Adventure

Adventure

When we are children, we dream of adventure,

like climbing Mount Everest or sailing alone

around the globe or living in the wilderness,

foraging and hunting for our very survival,

or, perhaps, someday learning to fly.

 

Often, along the way, our dreams are modified;

In my case, Mt. Everest became the High Peaks

of New York, the oceans of the world were

reduced to the Finger Lakes and living off the land

turned into an irregularly kept vegetable garden.

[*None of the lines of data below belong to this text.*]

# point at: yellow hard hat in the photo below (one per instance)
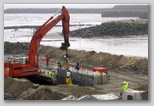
(124, 82)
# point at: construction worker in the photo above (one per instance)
(53, 74)
(68, 78)
(77, 66)
(66, 62)
(59, 64)
(48, 74)
(47, 59)
(124, 87)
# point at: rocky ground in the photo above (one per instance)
(120, 68)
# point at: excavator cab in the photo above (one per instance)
(23, 60)
(63, 46)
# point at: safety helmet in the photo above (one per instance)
(124, 82)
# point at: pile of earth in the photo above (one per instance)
(114, 28)
(15, 88)
(86, 59)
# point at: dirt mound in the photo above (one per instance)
(93, 59)
(15, 88)
(114, 28)
(90, 59)
(45, 93)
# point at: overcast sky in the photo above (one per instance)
(58, 5)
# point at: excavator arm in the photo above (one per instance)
(42, 30)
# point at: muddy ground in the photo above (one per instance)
(120, 68)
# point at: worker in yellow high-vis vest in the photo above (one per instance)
(66, 62)
(124, 87)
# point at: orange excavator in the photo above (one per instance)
(31, 66)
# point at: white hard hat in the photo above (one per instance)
(124, 82)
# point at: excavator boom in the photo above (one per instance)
(32, 65)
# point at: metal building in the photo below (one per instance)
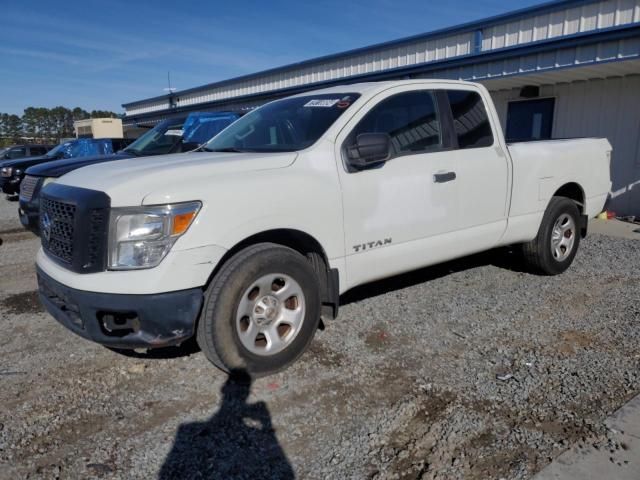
(561, 69)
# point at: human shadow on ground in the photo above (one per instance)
(237, 442)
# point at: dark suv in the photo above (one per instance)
(175, 135)
(21, 151)
(12, 171)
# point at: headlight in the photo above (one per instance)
(140, 237)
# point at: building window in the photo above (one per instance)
(530, 120)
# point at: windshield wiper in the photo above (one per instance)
(225, 150)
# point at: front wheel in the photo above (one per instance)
(261, 310)
(556, 245)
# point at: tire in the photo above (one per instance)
(260, 311)
(558, 239)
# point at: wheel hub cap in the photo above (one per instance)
(270, 314)
(563, 237)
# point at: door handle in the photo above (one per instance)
(444, 177)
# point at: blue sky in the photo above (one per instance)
(100, 54)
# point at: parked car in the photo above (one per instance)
(248, 243)
(20, 151)
(13, 171)
(175, 135)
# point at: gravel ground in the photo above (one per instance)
(473, 369)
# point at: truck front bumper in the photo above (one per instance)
(123, 320)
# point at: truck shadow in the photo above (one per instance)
(504, 257)
(237, 442)
(507, 258)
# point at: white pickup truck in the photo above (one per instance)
(247, 243)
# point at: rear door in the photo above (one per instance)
(482, 168)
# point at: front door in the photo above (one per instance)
(390, 210)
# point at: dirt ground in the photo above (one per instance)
(474, 369)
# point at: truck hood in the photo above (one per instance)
(57, 168)
(169, 178)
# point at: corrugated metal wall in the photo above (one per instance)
(583, 18)
(601, 108)
(588, 17)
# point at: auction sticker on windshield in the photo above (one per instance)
(176, 133)
(329, 102)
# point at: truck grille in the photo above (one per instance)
(57, 222)
(27, 187)
(74, 225)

And I have never learned to fly.

 

But here’s what I have done: survived seven

years in the sterile suburbs of New York City amid

endless shopping centers and the numbing drudgery

of a long daily commute, but then picked up

my family and moved 250 miles away to a small

town where we started over from scratch;

 

where we raised our children, built a life,

and did everything from keeping chickens and

goats to serving in the state capitol to

meeting our grandchildren and loosing

some loved ones, and then, like a broken field runner,

changing directions and heading east to Gloucester.

 

Gloucester, where I awake to such scenes, scents and

sounds and I feel as though I am in a painting

by Van Gogh when his eyes and mind were

seared by the light at Arles; where the people who were

born here are still thankful for this place and

where each day is an adventure that beats my early dreams.